Skafidas is not scathing of the UK’s coaching attitudes towards athletics, but suggests it has ‘zero science’ involved, especially at grassroots level.
With three PHDs – in biomechanics, psychology and coaching – it is no wonder Skafidas puts his faith in more than just training schedules.
“We have a different approach here. It’s more scientific,” he told The Standard.
“To succeed in athletics you need to find 50 pieces of a jigsaw.
“You need physical and psychological characteristics, the financial support, the ability, the right attitude and right nutrition.
“There are many more pieces of the puzzle.”
The financial aspect is what frustrates the 41-year-old Skafidas.
Throughout his junior years he says he saw more talented runners lose interest in competing. He can accept that, without desire, you will never reach the top, but feels it is unfair that money can give some competitors an advantage.

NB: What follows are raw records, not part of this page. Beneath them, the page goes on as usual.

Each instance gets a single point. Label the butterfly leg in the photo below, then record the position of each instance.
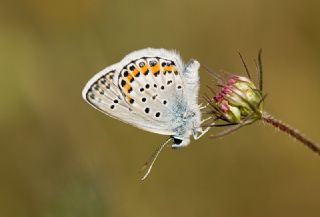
(200, 132)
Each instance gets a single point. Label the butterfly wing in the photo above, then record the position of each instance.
(147, 90)
(150, 80)
(104, 95)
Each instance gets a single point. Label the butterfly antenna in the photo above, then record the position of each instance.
(149, 164)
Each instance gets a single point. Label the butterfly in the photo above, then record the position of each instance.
(151, 89)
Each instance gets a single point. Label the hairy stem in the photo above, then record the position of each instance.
(267, 118)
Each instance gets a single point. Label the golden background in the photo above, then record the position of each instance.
(60, 157)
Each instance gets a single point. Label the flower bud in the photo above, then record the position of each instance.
(239, 99)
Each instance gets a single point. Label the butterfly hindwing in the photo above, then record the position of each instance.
(152, 84)
(103, 94)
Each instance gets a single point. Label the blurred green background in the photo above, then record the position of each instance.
(60, 157)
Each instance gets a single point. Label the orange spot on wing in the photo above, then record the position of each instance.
(144, 69)
(167, 68)
(126, 88)
(135, 72)
(155, 68)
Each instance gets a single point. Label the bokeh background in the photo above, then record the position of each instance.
(59, 157)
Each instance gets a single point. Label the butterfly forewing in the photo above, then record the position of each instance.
(152, 85)
(103, 94)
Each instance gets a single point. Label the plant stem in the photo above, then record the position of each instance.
(267, 118)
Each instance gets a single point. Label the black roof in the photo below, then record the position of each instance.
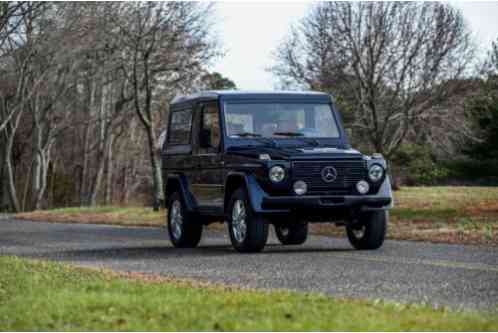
(244, 94)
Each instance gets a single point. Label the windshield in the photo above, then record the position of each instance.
(280, 120)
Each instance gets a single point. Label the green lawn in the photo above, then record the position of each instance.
(467, 215)
(46, 296)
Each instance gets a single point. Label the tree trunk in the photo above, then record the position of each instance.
(11, 184)
(84, 197)
(108, 188)
(157, 179)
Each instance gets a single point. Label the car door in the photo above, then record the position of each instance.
(178, 159)
(208, 189)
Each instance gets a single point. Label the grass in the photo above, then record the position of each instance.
(43, 296)
(463, 215)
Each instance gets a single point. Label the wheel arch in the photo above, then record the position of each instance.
(178, 183)
(235, 180)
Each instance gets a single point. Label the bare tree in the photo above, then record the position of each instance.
(392, 63)
(165, 46)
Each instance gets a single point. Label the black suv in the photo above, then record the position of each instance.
(255, 159)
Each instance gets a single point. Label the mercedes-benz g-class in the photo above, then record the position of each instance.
(258, 159)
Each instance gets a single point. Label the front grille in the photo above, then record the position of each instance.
(349, 172)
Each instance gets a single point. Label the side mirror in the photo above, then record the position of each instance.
(205, 138)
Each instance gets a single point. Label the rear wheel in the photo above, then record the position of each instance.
(292, 234)
(183, 230)
(369, 231)
(248, 231)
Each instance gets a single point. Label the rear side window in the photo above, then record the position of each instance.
(181, 127)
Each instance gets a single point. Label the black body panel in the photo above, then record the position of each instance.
(206, 174)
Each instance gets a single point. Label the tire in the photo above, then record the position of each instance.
(248, 231)
(292, 234)
(369, 232)
(187, 233)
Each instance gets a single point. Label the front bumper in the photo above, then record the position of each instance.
(320, 205)
(289, 203)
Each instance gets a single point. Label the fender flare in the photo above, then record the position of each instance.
(182, 183)
(254, 191)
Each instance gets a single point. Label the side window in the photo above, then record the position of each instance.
(211, 122)
(181, 127)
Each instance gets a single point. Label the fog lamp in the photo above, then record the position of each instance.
(277, 174)
(300, 187)
(375, 172)
(362, 187)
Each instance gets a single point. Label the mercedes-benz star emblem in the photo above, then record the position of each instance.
(329, 174)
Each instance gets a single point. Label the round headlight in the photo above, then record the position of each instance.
(300, 187)
(375, 172)
(277, 174)
(362, 187)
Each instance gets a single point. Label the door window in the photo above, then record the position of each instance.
(181, 127)
(211, 122)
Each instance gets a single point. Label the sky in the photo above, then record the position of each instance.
(250, 32)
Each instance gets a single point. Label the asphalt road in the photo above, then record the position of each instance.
(439, 274)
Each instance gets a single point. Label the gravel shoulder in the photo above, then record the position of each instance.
(440, 274)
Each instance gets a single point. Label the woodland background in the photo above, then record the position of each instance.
(85, 87)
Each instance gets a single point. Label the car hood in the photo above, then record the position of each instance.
(296, 153)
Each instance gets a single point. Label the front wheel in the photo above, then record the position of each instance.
(292, 234)
(248, 231)
(183, 230)
(369, 231)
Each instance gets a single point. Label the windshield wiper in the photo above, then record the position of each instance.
(288, 133)
(248, 134)
(300, 136)
(258, 137)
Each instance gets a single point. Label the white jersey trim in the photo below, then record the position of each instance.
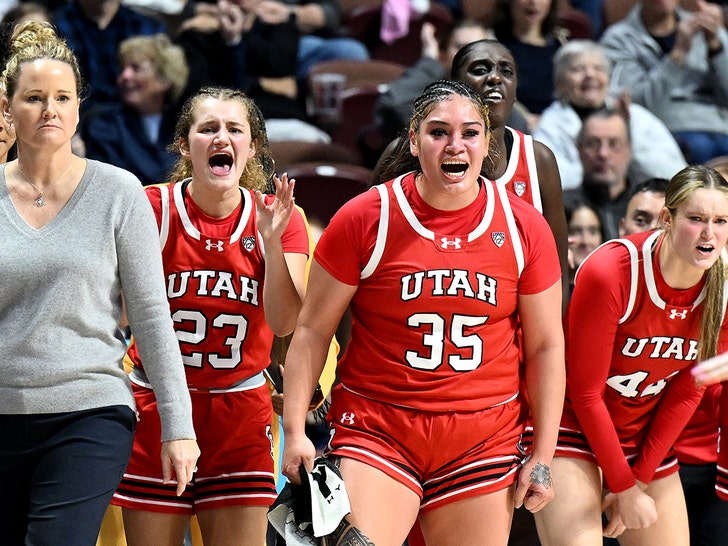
(192, 231)
(512, 228)
(650, 275)
(373, 262)
(530, 162)
(533, 173)
(164, 223)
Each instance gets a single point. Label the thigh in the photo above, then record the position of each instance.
(154, 528)
(381, 508)
(233, 526)
(672, 520)
(16, 466)
(77, 471)
(574, 516)
(484, 521)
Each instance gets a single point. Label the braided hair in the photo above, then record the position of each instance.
(258, 169)
(399, 159)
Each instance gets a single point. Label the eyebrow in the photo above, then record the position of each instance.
(442, 122)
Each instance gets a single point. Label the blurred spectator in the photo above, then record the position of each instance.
(528, 29)
(27, 11)
(135, 134)
(594, 9)
(585, 234)
(581, 79)
(394, 106)
(94, 29)
(643, 208)
(675, 63)
(233, 43)
(319, 23)
(605, 151)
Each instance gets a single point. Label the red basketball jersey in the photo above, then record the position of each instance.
(631, 340)
(215, 289)
(434, 315)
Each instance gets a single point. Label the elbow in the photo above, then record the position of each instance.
(281, 328)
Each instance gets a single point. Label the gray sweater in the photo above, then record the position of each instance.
(60, 303)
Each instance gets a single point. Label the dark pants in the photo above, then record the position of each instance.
(58, 473)
(707, 514)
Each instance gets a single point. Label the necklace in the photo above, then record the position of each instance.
(39, 201)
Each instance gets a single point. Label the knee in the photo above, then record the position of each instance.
(347, 535)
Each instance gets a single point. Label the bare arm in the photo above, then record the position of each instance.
(553, 210)
(543, 340)
(324, 305)
(284, 283)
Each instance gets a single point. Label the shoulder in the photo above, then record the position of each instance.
(608, 261)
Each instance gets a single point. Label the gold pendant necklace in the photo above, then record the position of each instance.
(39, 201)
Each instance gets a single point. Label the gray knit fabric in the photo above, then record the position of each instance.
(60, 302)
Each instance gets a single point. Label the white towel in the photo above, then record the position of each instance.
(302, 514)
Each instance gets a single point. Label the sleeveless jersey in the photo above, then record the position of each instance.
(521, 176)
(434, 314)
(215, 291)
(631, 340)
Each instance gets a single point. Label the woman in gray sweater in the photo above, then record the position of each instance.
(74, 235)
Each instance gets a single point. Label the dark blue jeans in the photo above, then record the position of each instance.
(58, 473)
(707, 514)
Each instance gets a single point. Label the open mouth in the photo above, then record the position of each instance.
(221, 164)
(493, 95)
(454, 168)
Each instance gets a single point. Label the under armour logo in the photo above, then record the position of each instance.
(210, 245)
(455, 243)
(519, 188)
(248, 243)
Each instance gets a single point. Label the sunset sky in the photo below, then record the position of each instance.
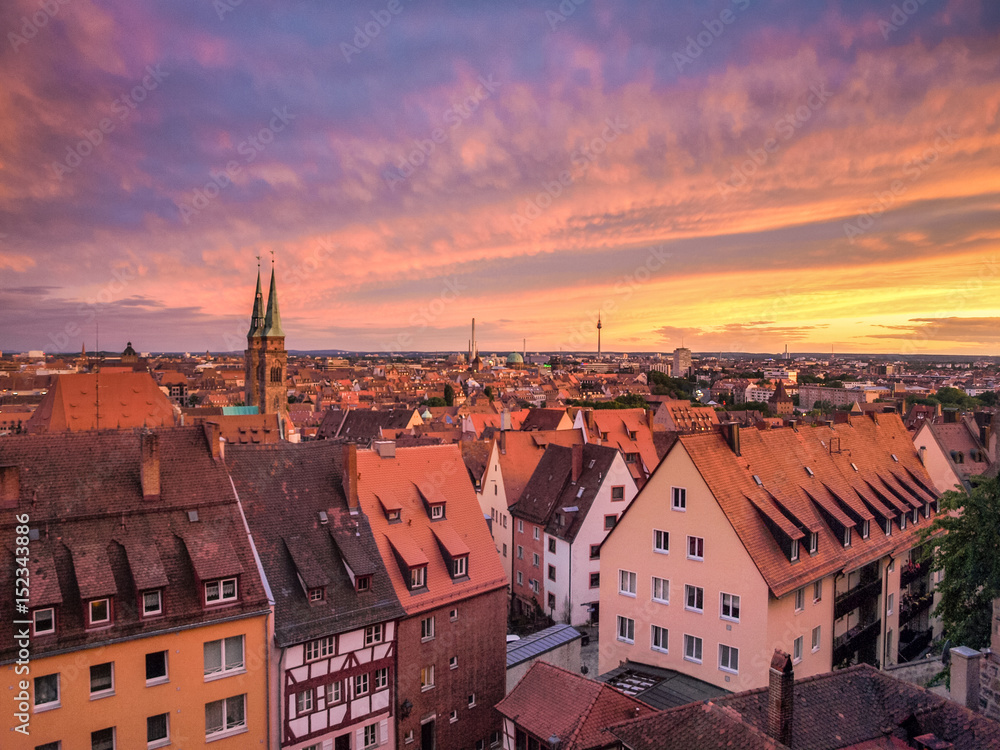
(738, 174)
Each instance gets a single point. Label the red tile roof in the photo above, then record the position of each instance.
(441, 476)
(550, 700)
(835, 491)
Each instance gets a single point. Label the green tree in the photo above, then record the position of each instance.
(968, 552)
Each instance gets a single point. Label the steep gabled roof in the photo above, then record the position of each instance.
(821, 479)
(550, 700)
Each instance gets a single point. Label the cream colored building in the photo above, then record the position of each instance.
(747, 541)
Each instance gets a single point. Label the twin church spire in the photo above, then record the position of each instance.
(266, 361)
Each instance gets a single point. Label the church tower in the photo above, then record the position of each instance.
(266, 358)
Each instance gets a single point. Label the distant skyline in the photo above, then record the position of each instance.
(740, 175)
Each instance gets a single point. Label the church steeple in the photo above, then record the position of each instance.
(272, 322)
(257, 316)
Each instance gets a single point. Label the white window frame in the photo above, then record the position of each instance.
(427, 629)
(695, 653)
(697, 591)
(34, 620)
(626, 629)
(48, 705)
(698, 541)
(627, 583)
(162, 741)
(733, 604)
(225, 670)
(678, 499)
(220, 596)
(664, 585)
(659, 639)
(726, 664)
(105, 692)
(661, 542)
(227, 730)
(146, 612)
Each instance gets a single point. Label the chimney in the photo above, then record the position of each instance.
(965, 677)
(10, 486)
(213, 434)
(781, 693)
(351, 476)
(149, 467)
(731, 431)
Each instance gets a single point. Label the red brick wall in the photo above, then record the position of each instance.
(478, 639)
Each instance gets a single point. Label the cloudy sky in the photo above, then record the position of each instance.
(739, 175)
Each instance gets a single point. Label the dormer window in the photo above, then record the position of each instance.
(99, 612)
(223, 590)
(418, 577)
(152, 603)
(43, 621)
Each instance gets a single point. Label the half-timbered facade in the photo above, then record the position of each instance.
(335, 610)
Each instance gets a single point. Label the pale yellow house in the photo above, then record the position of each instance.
(747, 541)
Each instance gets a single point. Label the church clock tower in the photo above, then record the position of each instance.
(266, 358)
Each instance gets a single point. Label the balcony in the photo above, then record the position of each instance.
(851, 600)
(912, 606)
(854, 640)
(912, 571)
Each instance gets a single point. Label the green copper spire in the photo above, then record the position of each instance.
(257, 316)
(272, 323)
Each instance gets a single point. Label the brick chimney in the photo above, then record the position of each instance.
(351, 476)
(577, 461)
(149, 466)
(10, 486)
(780, 698)
(731, 432)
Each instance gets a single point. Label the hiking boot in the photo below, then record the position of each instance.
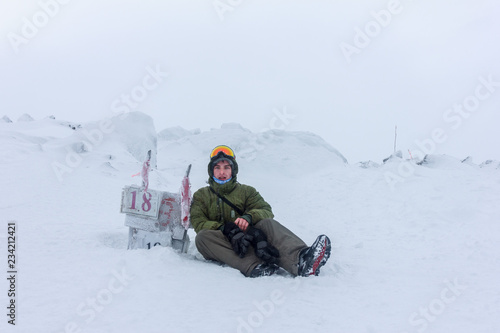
(264, 270)
(313, 258)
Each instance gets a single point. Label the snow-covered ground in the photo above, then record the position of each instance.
(415, 247)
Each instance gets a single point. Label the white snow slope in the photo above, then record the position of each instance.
(415, 247)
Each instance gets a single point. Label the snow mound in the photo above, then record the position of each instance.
(274, 152)
(175, 133)
(444, 162)
(367, 165)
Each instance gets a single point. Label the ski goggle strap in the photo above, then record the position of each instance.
(224, 149)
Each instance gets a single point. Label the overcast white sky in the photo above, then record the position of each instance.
(266, 64)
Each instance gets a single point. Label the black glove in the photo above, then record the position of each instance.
(239, 241)
(263, 249)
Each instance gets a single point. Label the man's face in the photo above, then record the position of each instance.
(222, 170)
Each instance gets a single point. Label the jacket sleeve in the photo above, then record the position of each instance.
(199, 213)
(256, 206)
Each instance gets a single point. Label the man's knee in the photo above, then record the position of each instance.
(203, 237)
(264, 223)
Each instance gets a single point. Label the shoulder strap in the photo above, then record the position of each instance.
(227, 201)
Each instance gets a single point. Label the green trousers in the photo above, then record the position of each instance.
(213, 245)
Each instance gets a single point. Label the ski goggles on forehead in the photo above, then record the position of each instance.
(222, 149)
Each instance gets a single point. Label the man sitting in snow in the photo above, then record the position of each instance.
(235, 226)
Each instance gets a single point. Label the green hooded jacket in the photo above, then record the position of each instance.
(208, 211)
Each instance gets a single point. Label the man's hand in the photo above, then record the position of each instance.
(263, 249)
(241, 223)
(239, 241)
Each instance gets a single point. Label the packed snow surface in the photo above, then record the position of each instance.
(415, 245)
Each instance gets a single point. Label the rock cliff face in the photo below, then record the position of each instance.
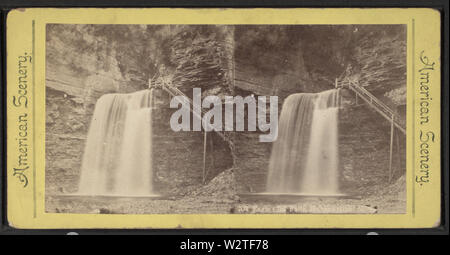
(84, 63)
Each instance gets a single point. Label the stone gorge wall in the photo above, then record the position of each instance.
(80, 68)
(75, 79)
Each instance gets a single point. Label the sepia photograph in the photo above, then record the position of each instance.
(225, 119)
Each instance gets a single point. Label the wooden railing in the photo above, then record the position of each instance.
(373, 102)
(382, 109)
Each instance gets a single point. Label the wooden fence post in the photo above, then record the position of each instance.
(204, 156)
(390, 148)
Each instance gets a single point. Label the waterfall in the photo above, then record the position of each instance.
(304, 158)
(117, 159)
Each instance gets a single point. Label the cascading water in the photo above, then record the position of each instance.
(304, 158)
(117, 160)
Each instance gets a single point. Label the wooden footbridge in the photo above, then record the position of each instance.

“In athletics it seems the people with the money, not the talent, do well because their parents can take them to training and to competitions,” said Skafidas, who has taken it upon himself to tip the balance.
He offers his services free of charge to the athletes he believes have the characteristics to achieve, also offering financial support from his own pocket and ferrying his proteges to competitions.
“We’re an academy, not a club. A group of athletes, parents, professionals and friends,” he continues, hinting at why he offers his time so gladly.
“We have a family atmosphere, because that brings out the best in the athletes.”
It was by chance that Skafidas met some of his young athletes, like Wilson, 27, and under 20 Alex Pycock.
Both were training alone at the PRSA, using schedules provided to them by coaches.
“I was training here on my own or with my dad, but I didn’t feel I was really improving,” Wilson said.
“I met George here, we got talking and things moved from there.
“He can be strict and he can be supportive. But having someone here to push you makes you realise you can do that extra bit that you didn’t think was possible when you trained alone.”
Wilson’s sentiments were echoed by Pycock, a fellow sprinter who aims to begin a sports science course at Loughborough University later this year, with his true goal being to qualify for the 2016 Olympic Games.
“Training by yourself is not the same. There’s a family atmosphere here that makes you want to come training more than you would if you were by yourself,” he added.